NEW YORK (Reuters) -- JPMorgan Chase & Co shuffled several retail banking executives, signaling Chief Executive Jamie Dimon’s determination to rebuild the bank’s profits and elevate in-house talent to high-profile roles.
In a statement released on Tuesday, the bank said retail banking chief Charlie Scharf was moving to the company’s private equity arm and that other senior executives were taking on additional responsibilities in his former division.
Todd Maclin, 55, chief executive of JPMorgan’s commercial bank, will continue in that position and also have responsibilities for the company’s branch network, consumer franchise, small-business banking and private banking business, according to the statement.
Gordon Smith, 52, CEO of card services, will take on responsibility for the company’s auto finance and student lending business, on top of his current role.
Dimon, 55, talking to Reuters in an interview after the announcement, said the changes should contribute to his push to raise the bank’s profits. “This should help us,” he said.
“Sometimes it is good to have a fresh pair of eyes looking at things,” Dimon added.
Dimon said Scharf, 46, had told him a year ago that he wanted to do something different at the bank. “It was his decision to go, and when that happens I have to figure out who is going to do his job. It takes a while to get all of the ducks in a row.”
The businesses that Scharf was responsible for will now be overseen by Maclin, Smith, and Frank Bisignano, Dimon’s chief administrative officer whom he assigned in February to fix the retail bank’s mortgage business.
In a memo to staff, Dimon said Scharf “will continue to work with our consumer team to help transition the business and assist in any way possible.”
The shifts come as JPMorgan tries to strengthen its retail banking arm, which is being hurt by low demand for loans and hit by growing regulatory demands that will squeeze profits.
The retail financial services segment fell the furthest short of its profit goals of any JPM segment in 2010, with a return on equity of 9 percent compared with a target of 30 percent, according to a report by analyst Christopher Mutascio of brokerage Stifel Nicolaus.
The bank also said its investment banking head, Jes Staley, will assume oversight of its business outside of the United States, taking over from Heidi Miller, 58, who will retire early next year.
Dimon said the moves were not an explicit part of the company’s preparations for his eventual successor, but he added: “It is always good to cross-train people.”
The bank said in a separate memo to staff on Tuesday that its chief of home lending, David Lowman, would be leaving. He had been pushed aside in February after the bank racked up billions of dollars in losses on mortgages and became mired in litigation over foreclosures.
“Dave Lowman and I have decided he will leave the firm,” Bisignano said in the memo.

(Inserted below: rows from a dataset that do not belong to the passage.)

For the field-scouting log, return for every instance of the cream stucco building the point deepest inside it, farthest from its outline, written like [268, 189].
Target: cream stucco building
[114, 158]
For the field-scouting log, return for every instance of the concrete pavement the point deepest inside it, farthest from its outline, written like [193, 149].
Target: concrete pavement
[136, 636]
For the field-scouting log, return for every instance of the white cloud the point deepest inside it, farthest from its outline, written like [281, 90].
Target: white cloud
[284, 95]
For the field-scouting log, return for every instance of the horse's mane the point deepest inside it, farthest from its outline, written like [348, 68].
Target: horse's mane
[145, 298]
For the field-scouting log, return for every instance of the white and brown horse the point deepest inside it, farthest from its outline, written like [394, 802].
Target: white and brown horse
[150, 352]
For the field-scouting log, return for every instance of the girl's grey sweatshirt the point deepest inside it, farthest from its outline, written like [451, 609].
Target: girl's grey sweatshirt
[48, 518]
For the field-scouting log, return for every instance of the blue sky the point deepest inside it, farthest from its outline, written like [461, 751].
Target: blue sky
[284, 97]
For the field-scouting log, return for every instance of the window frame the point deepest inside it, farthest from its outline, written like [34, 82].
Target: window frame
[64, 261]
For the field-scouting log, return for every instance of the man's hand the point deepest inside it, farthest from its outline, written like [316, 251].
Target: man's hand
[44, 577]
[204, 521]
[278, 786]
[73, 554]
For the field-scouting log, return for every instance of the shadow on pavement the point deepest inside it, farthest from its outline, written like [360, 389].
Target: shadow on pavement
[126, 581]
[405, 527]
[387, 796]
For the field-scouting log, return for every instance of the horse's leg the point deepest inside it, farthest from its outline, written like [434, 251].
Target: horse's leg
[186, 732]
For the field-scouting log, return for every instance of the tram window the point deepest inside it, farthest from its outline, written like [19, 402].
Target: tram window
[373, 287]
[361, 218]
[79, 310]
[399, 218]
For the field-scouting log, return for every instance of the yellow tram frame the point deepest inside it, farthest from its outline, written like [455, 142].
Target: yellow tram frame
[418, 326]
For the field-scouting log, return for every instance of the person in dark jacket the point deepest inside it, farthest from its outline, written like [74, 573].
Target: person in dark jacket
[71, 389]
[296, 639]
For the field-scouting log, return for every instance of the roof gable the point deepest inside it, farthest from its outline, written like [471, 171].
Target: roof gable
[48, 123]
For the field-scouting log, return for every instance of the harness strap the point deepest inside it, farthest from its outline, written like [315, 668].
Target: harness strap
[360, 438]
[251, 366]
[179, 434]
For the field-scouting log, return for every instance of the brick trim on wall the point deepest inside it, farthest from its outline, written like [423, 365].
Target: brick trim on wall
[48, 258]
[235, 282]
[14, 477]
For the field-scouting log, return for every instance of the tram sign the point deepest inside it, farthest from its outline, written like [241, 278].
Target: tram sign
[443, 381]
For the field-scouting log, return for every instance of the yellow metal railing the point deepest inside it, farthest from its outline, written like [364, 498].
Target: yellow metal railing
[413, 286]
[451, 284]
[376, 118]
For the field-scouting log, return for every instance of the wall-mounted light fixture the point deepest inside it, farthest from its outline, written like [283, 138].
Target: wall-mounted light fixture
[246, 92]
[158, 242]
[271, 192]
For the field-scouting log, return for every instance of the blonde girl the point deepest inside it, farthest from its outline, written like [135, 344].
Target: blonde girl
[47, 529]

Lowman joined JPMorgan from Citigroup in 2006. During his tenure at JPMorgan, the bank picked up bad mortgage assets through its acquisitions of investment bank Bear Stearns & Co and retail bank Washington Mutual.
Under Lowman, the home lending unit was so disorganized that the bank seized homes of at least 33 U.S. military servicemen on active duty, violating federal law and prompting Dimon to apologize at the company’s annual shareholder meeting. The bank has said it is forgiving those loans.
Lowman could not immediately be reached for comment on Tuesday.
Lowman appeared before congressional committees last year where he was chastised for his division’s refusal to cooperate with borrowers and modify mortgages. Lowman said in a June 2010 hearing that the bank was understaffed but was adding employees to work on problem mortgages. In a hearing in November, Lowman acknowledged mistakes in foreclosure paperwork and said the bank was cleaning up errors.
JPMorgan and other large banks are in negotiations with the Department of Justice and state attorneys general to settle probes into mistakes in foreclosures.
The bank recorded $1.1 billion in litigation expenses in the first quarter, primarily because of mortgage-related claims. It also marked down the value of its mortgage-servicing contracts by $1.1 billion because of increased costs and booked $1.1 billion of expenses for losses on its residential real estate portfolio.